The darkness of life not only surrounds us, but it presses in upon us. In the midst of that darkness there is a flicker, a shimmer of light. We realize that it is Jesus. He is with us and the darkness no longer has any power over us.
Lord, as we walk through life, open our eyes and help us to see you—our Lord and our Savior. Amen.
Saturday, February 10, 2018–Jesus Heals a Man Born Blind
“He said, ‘Lord I believe, and he worshiped him.’” (John 9:38).

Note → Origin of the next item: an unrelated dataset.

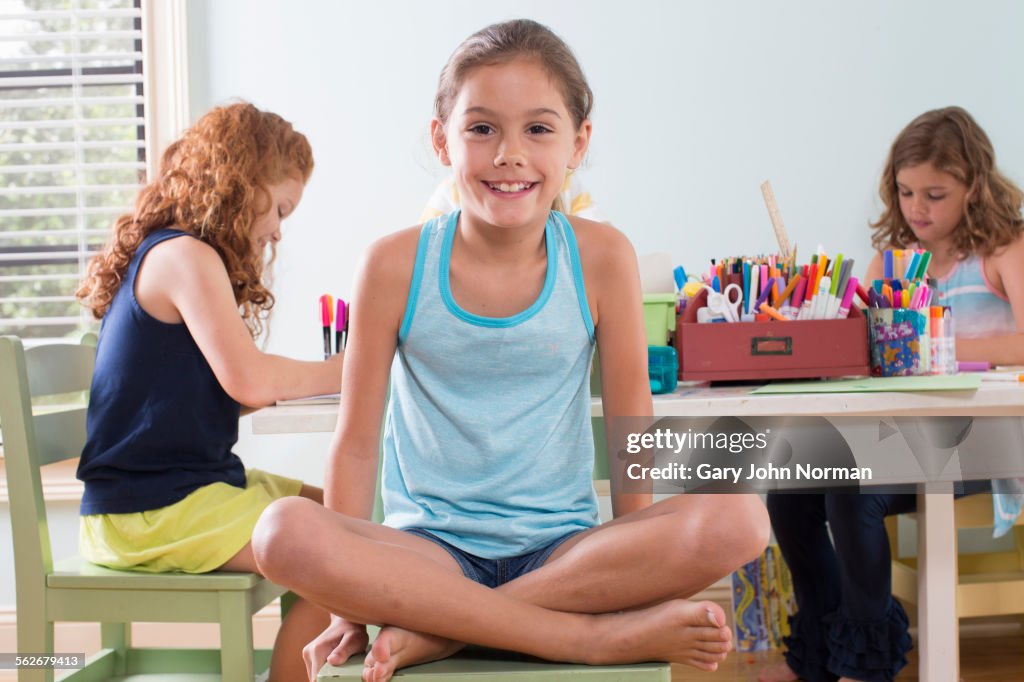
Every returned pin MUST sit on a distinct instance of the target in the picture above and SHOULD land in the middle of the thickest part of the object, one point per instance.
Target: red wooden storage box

Beliefs alter how we live. When Gayle moved to New York, she avoided riding the subway. She believed that it was filled with drug addicts, pick pockets and terrorists. One day, however, she was forced to ride it. She did so clutching her purse to her chest and her eyes searching the crowd for any possible threat. She was amazed at the nonchalance of the other riders. After living in New York for several year and riding the subway frequently, Gayle has changed her beliefs, though still vigilant, she now views the subway as an efficient and economical method of transportation.
The man who was once blind believed—that Jesus was the Messiah (Son of Man)—the one who would lead him out of darkness into the light. His knowledge of Jesus was incomplete, but that did not hinder his belief from transforming his life. The man’s belief led him to worship Jesus. He honored and glorified God through his words and deeds. In a similar manner, our belief in Jesus has changed our lives and has inspired us to worship and praise.
Thank you, Lord, for the gift of faith. May it always inspire us to worship you through our words and actions. Amen.
Sunday, February 11, 2018–Jesus Heals a Man Born Blind
“I came into the world for judgment so that those who do not see may see and those who do see may become blind” (John 9:39).
Anytime we see the word “judgment” in the Bible, our thoughts turn to a judgment day where people are condemned to hell or admitted into heaven. This is not the type of judgment to which Jesus is referring.
We have met the people—perhaps we’re some of them—who say, “I see, I know, now don’t confuse me with the facts.” These people who claim to see will eventually realize that they are blind and that their blindness has allowed them to wander far away from Jesus. Such knowledge brings with it the invitation for confession, repentance and the gift of sight.
Jesus bursts into our lives to bring light into our lives and sight to our eyes. Like the man born blinded, we are invited to open our eyes and behold the glory of God, the wonder of life and the needs of our neighbors. With the gift of sight comes new life.
Forgive us, Lord, when we claim to see, but remain blind. Open our eyes so that we may see what you see and live as you would have us live. Amen.